Cidadeverde.com

Inclusão de estados na reforma depende dos governadores

Foto Divulgação / Câmara dos Deputados

Comissão Especial da Reforma: texto que não incluiu estados e municípios tende a ser modificado no plenário da Câmara


Ainda fonte de controvérsias e confronto, a inclusão (ou não) de estados e municípios na reforma da Previdência não esgotou o debate. Essa discussão volta com toda a força na etapa de tramitação da proposta no plenário da Câmara, nesta próxima semana, e o ajuste aos interesses de estados de município depende basicamente de 27 pessoas: os governadores estaduais.

A expectativa no Congresso é que, se desejarem mesmo a reforma, os governadores poderão alterar o texto aprovado na Comissão Especial na quinta-feira. Essa alteração, no entanto, deve ser acompanhada do empenho dos governadores para a garantia de votos que efetivamente levem à aprovação da proposta.

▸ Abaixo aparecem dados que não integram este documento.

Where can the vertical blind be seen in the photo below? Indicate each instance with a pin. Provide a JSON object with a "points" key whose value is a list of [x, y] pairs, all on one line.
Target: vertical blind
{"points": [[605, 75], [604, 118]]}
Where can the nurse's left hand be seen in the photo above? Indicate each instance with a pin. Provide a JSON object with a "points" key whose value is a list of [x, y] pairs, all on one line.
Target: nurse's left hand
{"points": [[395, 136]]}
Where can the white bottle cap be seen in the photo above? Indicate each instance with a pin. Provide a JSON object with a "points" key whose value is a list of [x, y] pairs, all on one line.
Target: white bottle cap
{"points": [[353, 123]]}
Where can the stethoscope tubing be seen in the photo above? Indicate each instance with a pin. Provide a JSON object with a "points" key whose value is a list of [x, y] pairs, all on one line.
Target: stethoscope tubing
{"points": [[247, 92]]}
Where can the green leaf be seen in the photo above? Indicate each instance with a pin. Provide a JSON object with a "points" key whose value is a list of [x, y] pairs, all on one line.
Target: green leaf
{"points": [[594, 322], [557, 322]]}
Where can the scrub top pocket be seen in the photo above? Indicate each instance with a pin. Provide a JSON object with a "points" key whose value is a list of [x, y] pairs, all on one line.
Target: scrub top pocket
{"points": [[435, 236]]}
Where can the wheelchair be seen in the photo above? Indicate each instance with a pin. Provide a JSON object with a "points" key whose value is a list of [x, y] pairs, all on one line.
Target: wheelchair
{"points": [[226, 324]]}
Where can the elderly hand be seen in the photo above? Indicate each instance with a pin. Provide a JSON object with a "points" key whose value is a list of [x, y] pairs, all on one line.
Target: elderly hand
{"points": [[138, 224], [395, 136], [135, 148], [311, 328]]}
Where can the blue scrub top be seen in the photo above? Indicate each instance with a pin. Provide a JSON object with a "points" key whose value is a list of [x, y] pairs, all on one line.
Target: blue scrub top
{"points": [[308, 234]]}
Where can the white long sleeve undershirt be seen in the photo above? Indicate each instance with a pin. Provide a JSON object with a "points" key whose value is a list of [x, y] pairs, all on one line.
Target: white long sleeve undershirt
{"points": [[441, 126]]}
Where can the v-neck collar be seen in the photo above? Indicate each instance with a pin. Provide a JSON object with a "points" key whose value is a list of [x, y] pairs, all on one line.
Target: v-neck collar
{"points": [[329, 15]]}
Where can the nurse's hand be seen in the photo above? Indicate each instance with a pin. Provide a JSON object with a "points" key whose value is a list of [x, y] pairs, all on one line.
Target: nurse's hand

O entendimento bastante generalizado é que as principais lideranças – muitas delas mesmo no Centrão – tendem a apoiar a mudança. Mas cobram o empenho dos governadores pedindo voto. O próprio governo da União deseja a inclusão de todos os entes federados na mesma reforma, mas também cobravam os governadores “metendo a cara”, defendendo a reforma.

Poucos governadores meterão efetivamente a cara no debate, mas vão agir nos corredores do Congresso para que a mudança ocorra e que muitos de seus aliados votem a favor das mudanças no atual sistema previdenciário.  Há a necessidade desses novos votos. Ainda que a aprovação na Comissão Especial tenha sido folgada (36 a 13), há sempre a expectativa de dificuldades no plenário.
 

A necessidade de novos votos

Na contagem da Comissão Especial, o texto básico da reforma da Previdência teve votos a favor dos representantes de 17 partidos. Os deputados de outras 7 siglas se posicionaram contra. Mas essa conta, que indicaria uma vantagem folgada, não pode ser tomada ao pé da letra: são pouquíssimos os partidos com comportamento uniforme.

Dito isto, a conclusão é simples: ninguém pode cantar vitória antes. Sim, há uma expectativa favorável à aprovação da reforma. Mas não há tranqüilidade. Daí, para não haver riscos, os articuladores a favor da nova previdência querem mais votos. Como os governadores também querem algo (a inclusão de estados e municípios na reforma), aí pode haver um encontro de interesses: estados dentro e governadores pedindo votos.